Same thing, but this time go by-row, meaning the first nc
rows of x
are spread across the first row of the output:
wrap_frame(mt, nc = 7, byrow = TRUE, rownames = NULL)
# mpg_1 cyl_1 disp_1 mpg_2 cyl_2 disp_2 mpg_3 cyl_3 disp_3 mpg_4 cyl_4 disp_4 mpg_5 cyl_5 disp_5 mpg_6 cyl_6 disp_6 mpg_7 cyl_7 disp_7
# 1 21.0 6 160.0 21.0 6 160.0 22.8 4 108.0 21.4 6 258.0 18.7 8 360.0 18.1 6 225.0 14.3 8 360.0
# 2 24.4 4 146.7 22.8 4 140.8 19.2 6 167.6 17.8 6 167.6 16.4 8 275.8 17.3 8 275.8 15.2 8 275.8
# 3 10.4 8 472.0 10.4 8 460.0 14.7 8 440.0 32.4 4 78.7 30.4 4 75.7 33.9 4 71.1 21.5 4 120.1
# 4 15.5 8 318.0 15.2 8 304.0 13.3 8 350.0 19.2 8 400.0 27.3 4 79.0 26.0 4 120.3 30.4 4 95.1
# 5 15.8 8 351.0 19.7 6 145.0 15.0 8 301.0 21.4 4 121.0 NA NA NA NA NA NA NA NA NA
And we can make it more aesthetically "happy" by keeping the column names unchanged:
wrap_frame(mt, nc = 3, rownames = "", unique_names = FALSE)

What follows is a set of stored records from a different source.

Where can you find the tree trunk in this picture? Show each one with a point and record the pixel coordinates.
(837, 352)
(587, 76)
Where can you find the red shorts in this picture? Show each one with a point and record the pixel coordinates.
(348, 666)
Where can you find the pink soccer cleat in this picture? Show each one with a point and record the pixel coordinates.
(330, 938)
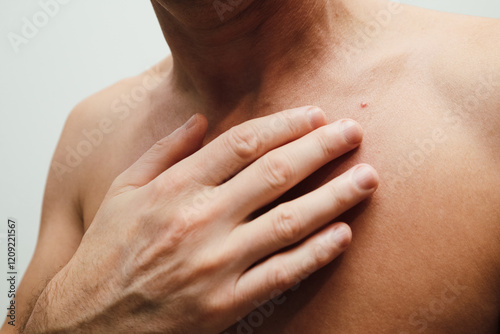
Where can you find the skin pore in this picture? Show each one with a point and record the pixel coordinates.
(423, 85)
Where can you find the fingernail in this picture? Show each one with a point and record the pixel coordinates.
(365, 177)
(190, 123)
(316, 116)
(341, 236)
(352, 132)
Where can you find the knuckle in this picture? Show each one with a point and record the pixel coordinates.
(243, 141)
(286, 226)
(277, 171)
(288, 123)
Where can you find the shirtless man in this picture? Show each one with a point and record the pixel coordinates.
(424, 85)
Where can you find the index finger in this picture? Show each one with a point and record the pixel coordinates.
(241, 145)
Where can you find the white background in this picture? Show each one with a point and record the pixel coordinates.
(85, 47)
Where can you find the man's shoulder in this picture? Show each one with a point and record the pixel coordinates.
(464, 64)
(95, 125)
(129, 92)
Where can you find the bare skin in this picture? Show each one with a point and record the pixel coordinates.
(425, 88)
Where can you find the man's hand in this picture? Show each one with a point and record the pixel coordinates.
(172, 249)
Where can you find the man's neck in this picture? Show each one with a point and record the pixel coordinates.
(225, 55)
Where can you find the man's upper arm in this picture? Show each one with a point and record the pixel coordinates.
(60, 229)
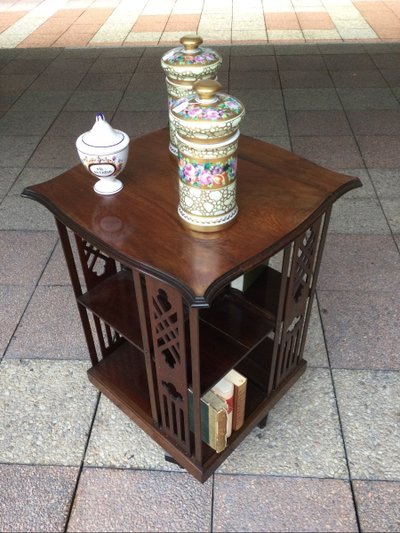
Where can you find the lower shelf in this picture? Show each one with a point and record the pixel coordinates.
(122, 378)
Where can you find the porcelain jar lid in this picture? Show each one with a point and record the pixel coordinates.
(102, 137)
(207, 112)
(191, 62)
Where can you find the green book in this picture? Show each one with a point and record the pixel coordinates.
(213, 420)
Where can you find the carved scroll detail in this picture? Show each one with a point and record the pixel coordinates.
(96, 266)
(300, 276)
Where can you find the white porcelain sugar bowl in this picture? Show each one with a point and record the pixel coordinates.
(104, 152)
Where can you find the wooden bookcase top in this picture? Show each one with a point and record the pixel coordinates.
(278, 195)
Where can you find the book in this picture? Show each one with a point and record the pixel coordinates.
(239, 397)
(213, 420)
(224, 389)
(242, 283)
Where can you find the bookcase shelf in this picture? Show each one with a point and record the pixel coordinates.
(159, 313)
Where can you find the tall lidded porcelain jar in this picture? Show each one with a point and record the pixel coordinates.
(207, 133)
(184, 66)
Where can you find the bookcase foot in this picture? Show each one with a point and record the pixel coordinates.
(263, 422)
(170, 459)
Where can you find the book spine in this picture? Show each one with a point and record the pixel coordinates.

# mpg cyl disp mpg cyl disp mpg cyl disp
# 1 Mazda RX4 21.0 6 160.0 Merc 450SE 16.4 8 275.8 AMC Javelin 15.2 8 304.0
# 2 Mazda RX4 Wag 21.0 6 160.0 Merc 450SL 17.3 8 275.8 Camaro Z28 13.3 8 350.0
# 3 Datsun 710 22.8 4 108.0 Merc 450SLC 15.2 8 275.8 Pontiac Firebird 19.2 8 400.0
# 4 Hornet 4 Drive 21.4 6 258.0 Cadillac Fleetwood 10.4 8 472.0 Fiat X1-9 27.3 4 79.0
# 5 Hornet Sportabout 18.7 8 360.0 Lincoln Continental 10.4 8 460.0 Porsche 914-2 26.0 4 120.3
# 6 Valiant 18.1 6 225.0 Chrysler Imperial 14.7 8 440.0 Lotus Europa 30.4 4 95.1
# 7 Duster 360 14.3 8 360.0 Fiat 128 32.4 4 78.7 Ford Pantera L 15.8 8 351.0
# 8 Merc 240D 24.4 4 146.7 Honda Civic 30.4 4 75.7 Ferrari Dino 19.7 6 145.0
# 9 Merc 230 22.8 4 140.8 Toyota Corolla 33.9 4 71.1 Maserati Bora 15.0 8 301.0
# 10 Merc 280 19.2 6 167.6 Toyota Corona 21.5 4 120.1 Volvo 142E 21.4 4 121.0
# 11 Merc 280C 17.8 6 167.6 Dodge Challenger 15.5 8 318.0 <NA> NA NA NA
Note: the NA
are required by R since a data.frame
must be rectangular. If I inserted blanks, then all numbers would be converted to character
, not what you want/need (I suspect). However, when exported, you typically have the option to declare how an NA
is represented in the output, with things like:
write.table(..., na="")
readr::write_csv(..., na="")
options(knitr.kable.NA=""); knitr::kable(...)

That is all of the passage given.